In the same day, another set of shut-ins finds a slightly different twist to their day.  Time moves ever so slowly during the day but quickly through the months.  One is suffering from the ever increasing ills of memory loss and his world grow ever smaller with each passing day.  His wife watches with a measure of sadness and relief -- sadness that their golden years have lost some of the shine and relief when he wakes, when they manage to get through the day without falling or some other household trouble.  They are also happy when their Pastor stops by to break the routine, bring news from their church and church family, and listen to the measure of the day so far.  Visitors do not stop as often as they would like and come more often because of need and not simply to say "hi".  The memory lost has not yet left him unable to speak the Our Father and ask to receive the body and blood of the Lord Jesus but he does have trouble swallowing and receives the Sacrament from a spoon.

The ministry of Word and Sacrament is all that but it is also a ministry of presence.  Amid the press of time, the urgency of a thousand problems, emails, phone calls, social media alerts, lessons to prepare, sermons to write, parish calendars and publications to prepare, etc... there is time just to sit, to talk, to look around, and to look into the lives of those entrusted to your care.  It is not always the kind of stuff that seems urgent or the kind of stuff that fits on a report or the kind of stuff that leaves you with statistics to share... but this is the stuff of a Pastor's day.

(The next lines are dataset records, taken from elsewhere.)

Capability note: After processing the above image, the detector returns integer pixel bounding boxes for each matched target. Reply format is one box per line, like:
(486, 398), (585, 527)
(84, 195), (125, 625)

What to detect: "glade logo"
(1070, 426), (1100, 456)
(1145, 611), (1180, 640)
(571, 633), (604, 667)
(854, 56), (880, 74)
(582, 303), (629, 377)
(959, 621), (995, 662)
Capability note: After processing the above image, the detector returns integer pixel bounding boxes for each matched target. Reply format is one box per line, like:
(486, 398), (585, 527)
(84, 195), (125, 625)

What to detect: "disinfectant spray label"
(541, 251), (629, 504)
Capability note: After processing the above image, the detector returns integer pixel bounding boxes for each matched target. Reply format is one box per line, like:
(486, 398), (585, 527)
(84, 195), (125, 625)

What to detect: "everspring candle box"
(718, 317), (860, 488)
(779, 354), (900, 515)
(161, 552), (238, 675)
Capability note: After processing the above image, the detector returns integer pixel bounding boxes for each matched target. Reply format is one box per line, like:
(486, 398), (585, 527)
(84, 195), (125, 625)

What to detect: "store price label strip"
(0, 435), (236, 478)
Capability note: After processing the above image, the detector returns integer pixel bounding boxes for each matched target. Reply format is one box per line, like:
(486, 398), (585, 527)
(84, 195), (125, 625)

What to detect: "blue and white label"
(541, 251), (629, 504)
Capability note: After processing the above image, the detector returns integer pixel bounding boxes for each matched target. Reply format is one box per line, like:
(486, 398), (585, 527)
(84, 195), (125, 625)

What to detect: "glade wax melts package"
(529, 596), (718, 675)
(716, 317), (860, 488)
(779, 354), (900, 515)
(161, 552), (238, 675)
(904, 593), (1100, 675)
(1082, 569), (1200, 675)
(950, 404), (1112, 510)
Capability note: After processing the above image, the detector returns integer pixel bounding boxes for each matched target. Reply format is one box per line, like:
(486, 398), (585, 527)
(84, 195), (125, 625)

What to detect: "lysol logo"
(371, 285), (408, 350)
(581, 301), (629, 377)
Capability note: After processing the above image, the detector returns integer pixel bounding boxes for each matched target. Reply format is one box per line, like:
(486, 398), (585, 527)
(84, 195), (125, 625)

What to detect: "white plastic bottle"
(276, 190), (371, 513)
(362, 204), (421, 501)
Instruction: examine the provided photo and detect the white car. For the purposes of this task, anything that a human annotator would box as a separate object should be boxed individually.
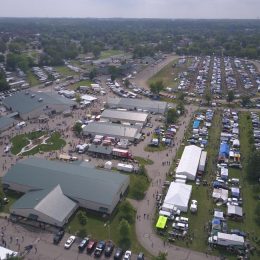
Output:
[123,250,132,260]
[64,236,76,249]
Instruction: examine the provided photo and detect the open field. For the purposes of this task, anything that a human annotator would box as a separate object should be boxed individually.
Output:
[26,71,40,87]
[99,50,124,60]
[54,66,78,76]
[148,59,191,88]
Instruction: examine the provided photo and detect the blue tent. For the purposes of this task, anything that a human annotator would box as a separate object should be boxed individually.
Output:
[219,143,229,158]
[193,120,200,129]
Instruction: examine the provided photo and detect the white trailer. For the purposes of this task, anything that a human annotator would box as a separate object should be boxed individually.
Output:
[208,232,245,247]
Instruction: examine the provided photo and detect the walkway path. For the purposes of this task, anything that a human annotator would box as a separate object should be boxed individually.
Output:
[131,106,218,260]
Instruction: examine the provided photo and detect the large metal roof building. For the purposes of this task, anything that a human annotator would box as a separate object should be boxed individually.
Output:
[83,122,141,141]
[101,109,148,124]
[107,98,167,114]
[3,90,76,120]
[2,157,129,214]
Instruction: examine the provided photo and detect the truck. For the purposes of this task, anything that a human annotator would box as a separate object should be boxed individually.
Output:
[112,148,133,159]
[116,163,134,172]
[208,232,245,247]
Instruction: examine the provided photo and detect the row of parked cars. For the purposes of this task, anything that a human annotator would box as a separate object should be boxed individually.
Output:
[53,229,144,260]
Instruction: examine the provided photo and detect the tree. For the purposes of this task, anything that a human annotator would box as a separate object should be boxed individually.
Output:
[75,93,81,104]
[247,151,260,181]
[241,95,251,107]
[73,122,82,136]
[149,80,164,95]
[89,68,97,81]
[118,219,131,250]
[77,211,88,226]
[227,90,235,103]
[167,108,179,124]
[204,90,211,105]
[125,79,130,88]
[119,200,135,224]
[154,252,167,260]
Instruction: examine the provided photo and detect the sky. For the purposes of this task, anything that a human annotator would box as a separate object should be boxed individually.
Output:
[0,0,260,19]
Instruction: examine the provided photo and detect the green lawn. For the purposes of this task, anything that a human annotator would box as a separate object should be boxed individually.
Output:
[54,66,78,77]
[26,71,41,87]
[99,50,124,60]
[70,80,93,90]
[148,58,191,88]
[134,156,153,165]
[22,132,66,156]
[11,131,45,154]
[67,207,148,253]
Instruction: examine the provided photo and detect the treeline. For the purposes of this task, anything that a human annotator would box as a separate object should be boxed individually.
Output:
[0,18,260,65]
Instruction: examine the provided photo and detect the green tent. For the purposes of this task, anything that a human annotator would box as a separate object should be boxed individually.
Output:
[156,216,167,229]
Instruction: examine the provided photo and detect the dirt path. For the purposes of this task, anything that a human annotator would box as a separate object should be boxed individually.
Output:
[131,54,179,89]
[131,106,218,260]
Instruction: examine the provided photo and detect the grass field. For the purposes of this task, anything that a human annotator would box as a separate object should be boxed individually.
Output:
[99,50,124,60]
[22,132,66,156]
[148,58,191,88]
[54,66,78,77]
[70,80,93,90]
[26,71,40,87]
[11,131,45,154]
[67,206,147,255]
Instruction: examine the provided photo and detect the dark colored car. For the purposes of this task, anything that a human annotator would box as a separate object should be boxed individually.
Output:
[114,247,124,260]
[105,240,115,257]
[78,237,89,252]
[94,240,106,257]
[230,229,247,237]
[53,229,65,245]
[87,240,97,254]
[136,252,144,260]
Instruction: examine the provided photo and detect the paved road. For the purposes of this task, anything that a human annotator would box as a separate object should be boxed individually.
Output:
[131,106,218,260]
[131,54,179,89]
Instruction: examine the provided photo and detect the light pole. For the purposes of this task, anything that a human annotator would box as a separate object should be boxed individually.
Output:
[104,221,110,240]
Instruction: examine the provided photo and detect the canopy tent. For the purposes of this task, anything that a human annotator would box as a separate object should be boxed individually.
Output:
[227,205,243,217]
[163,182,192,212]
[156,216,167,229]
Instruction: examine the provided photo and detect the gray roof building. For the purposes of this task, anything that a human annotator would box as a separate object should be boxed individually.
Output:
[83,122,141,141]
[107,98,167,114]
[3,90,76,119]
[0,116,17,132]
[2,157,129,214]
[101,109,148,124]
[10,185,77,226]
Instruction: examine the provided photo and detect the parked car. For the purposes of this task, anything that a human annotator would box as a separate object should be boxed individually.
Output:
[94,240,106,257]
[64,236,76,249]
[124,250,132,260]
[87,240,97,254]
[53,229,65,245]
[136,252,144,260]
[114,248,123,260]
[78,237,89,252]
[105,240,115,257]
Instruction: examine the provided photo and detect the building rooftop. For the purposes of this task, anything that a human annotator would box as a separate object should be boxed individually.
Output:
[3,157,129,205]
[12,185,77,222]
[3,90,75,114]
[83,122,139,139]
[101,109,148,122]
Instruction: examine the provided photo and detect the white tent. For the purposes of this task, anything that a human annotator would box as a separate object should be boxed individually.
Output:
[176,145,202,180]
[104,161,113,170]
[227,205,243,217]
[163,182,192,212]
[212,189,228,201]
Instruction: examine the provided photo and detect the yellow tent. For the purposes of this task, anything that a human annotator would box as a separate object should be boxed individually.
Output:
[156,216,167,229]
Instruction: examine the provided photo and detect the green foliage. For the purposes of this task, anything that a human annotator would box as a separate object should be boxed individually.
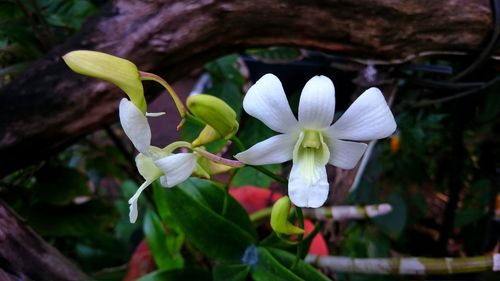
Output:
[153,179,257,260]
[33,166,90,205]
[143,211,184,271]
[137,267,211,281]
[231,164,281,187]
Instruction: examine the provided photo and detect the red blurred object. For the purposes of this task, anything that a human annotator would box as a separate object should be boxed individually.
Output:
[229,186,328,256]
[229,185,282,211]
[123,240,156,281]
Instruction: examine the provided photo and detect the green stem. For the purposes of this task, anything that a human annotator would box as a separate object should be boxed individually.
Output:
[139,71,186,118]
[222,172,236,216]
[231,136,288,185]
[291,207,304,270]
[305,254,500,275]
[252,165,288,185]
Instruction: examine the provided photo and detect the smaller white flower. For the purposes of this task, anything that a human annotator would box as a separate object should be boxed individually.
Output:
[235,74,396,208]
[119,98,198,223]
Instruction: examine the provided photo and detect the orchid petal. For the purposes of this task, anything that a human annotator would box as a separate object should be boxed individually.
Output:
[128,180,152,223]
[288,133,330,208]
[243,74,298,133]
[135,153,163,182]
[326,88,396,141]
[299,76,335,129]
[119,98,151,156]
[327,139,368,169]
[288,159,329,208]
[234,134,297,165]
[155,153,198,187]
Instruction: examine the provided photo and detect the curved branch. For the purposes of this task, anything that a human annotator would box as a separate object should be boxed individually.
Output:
[0,0,492,176]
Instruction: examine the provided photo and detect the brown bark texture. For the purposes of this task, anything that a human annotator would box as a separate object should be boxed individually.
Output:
[0,201,90,281]
[0,0,492,176]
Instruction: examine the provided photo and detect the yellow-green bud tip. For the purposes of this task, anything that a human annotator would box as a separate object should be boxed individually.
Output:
[186,94,239,144]
[271,196,304,235]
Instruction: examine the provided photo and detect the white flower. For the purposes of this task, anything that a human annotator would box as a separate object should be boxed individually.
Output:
[119,98,198,223]
[235,74,396,208]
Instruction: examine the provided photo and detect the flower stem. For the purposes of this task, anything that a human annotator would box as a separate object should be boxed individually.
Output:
[291,207,304,270]
[250,203,392,223]
[193,147,245,168]
[139,71,186,118]
[231,136,288,185]
[305,254,500,275]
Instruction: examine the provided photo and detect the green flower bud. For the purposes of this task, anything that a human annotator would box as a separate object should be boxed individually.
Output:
[63,50,146,113]
[192,125,222,146]
[271,196,304,235]
[186,94,239,142]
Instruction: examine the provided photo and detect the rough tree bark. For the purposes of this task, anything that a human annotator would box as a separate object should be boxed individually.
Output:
[0,201,90,281]
[0,0,492,176]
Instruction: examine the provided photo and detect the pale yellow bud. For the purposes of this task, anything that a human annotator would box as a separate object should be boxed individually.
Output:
[271,196,304,235]
[63,50,146,113]
[186,94,239,142]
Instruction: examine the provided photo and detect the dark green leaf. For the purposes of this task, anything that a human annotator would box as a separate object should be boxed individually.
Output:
[156,179,256,260]
[250,247,305,281]
[267,248,329,281]
[212,264,250,281]
[231,164,281,187]
[372,194,407,238]
[180,178,257,236]
[143,211,184,270]
[137,268,212,281]
[28,200,117,237]
[34,167,90,205]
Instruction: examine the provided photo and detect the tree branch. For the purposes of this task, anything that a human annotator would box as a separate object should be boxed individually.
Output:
[0,0,492,176]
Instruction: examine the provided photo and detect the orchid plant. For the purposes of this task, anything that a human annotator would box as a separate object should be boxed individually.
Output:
[63,51,406,280]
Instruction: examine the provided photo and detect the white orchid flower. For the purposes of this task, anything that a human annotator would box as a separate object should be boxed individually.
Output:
[119,98,198,223]
[235,74,396,208]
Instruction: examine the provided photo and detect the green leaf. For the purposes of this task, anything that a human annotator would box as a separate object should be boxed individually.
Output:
[207,80,242,117]
[231,164,281,187]
[181,178,257,239]
[143,211,184,270]
[34,166,90,205]
[205,55,245,119]
[251,247,305,281]
[137,267,212,281]
[267,248,330,281]
[372,194,407,238]
[212,264,250,281]
[28,200,118,237]
[157,179,256,260]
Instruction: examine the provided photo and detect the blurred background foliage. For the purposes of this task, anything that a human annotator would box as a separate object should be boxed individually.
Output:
[0,0,500,281]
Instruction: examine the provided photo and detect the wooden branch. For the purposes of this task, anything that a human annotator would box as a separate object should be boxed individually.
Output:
[305,254,500,275]
[0,201,90,280]
[0,0,492,176]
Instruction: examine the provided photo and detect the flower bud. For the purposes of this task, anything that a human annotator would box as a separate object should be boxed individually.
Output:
[192,125,222,146]
[186,94,239,142]
[271,196,304,235]
[63,50,146,113]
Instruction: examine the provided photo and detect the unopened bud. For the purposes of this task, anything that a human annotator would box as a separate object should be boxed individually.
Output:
[271,196,304,235]
[192,125,222,146]
[63,50,146,113]
[186,94,239,144]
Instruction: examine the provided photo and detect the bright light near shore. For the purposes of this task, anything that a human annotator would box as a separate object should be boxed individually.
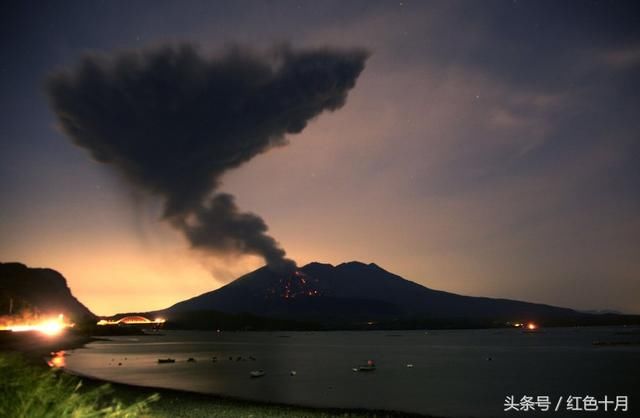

How we care for the youngest and for the oldest within the church is often a truer measure of the church's life and health than the raw statistics of attendance, giving, visitor follow ups, etc... that supervisors want to see.  How do you report these indicators of faithfulness also essential to the life of a Christian (Lutheran) congregation?

So after spend about half the day with shut-ins, there are still some phone messages to hear, calls to return, and a 90 minute youth catechism class to teach (finishing up a unit on baptism).  At the end of the day, it is sometimes hard to point to concrete accomplishments ("This is what I made/did") -- but there is purpose, value, and importance to it.  One of the great lessons of pastoral ministry is learning that pastoral care is not glamorous, it is hard to chart on your schedule, and difficult to report but it is often one of the most valuable things you will ever do.

PS...  The phone calls were about baptisms to schedule (5 so far) and new families to bring into the family of faith hat is this congregation.  These things are easier to chart and report.  So at the end of the day a little something for the statistics after all -- though it is a darn shame to characterize the great mystery of water and God's Word as a statistic!?!

1 comment:

Janis Williams said...

Vocation, vocation, vocation. (Sorry, I know that's corny.) Pastor's vocation, childrens vocation, and husband and wives' vocations. What a blessing it is to "relax" in our calling. Not relax in the sense of twiddle our thumbs, but to be where and what God has set for us.

Isn't this the way real Christian fellowship, ministry, life, etc. works? We live out our vocation alongside each other, and our interactions bring us what healing is possible, but more than that, joy.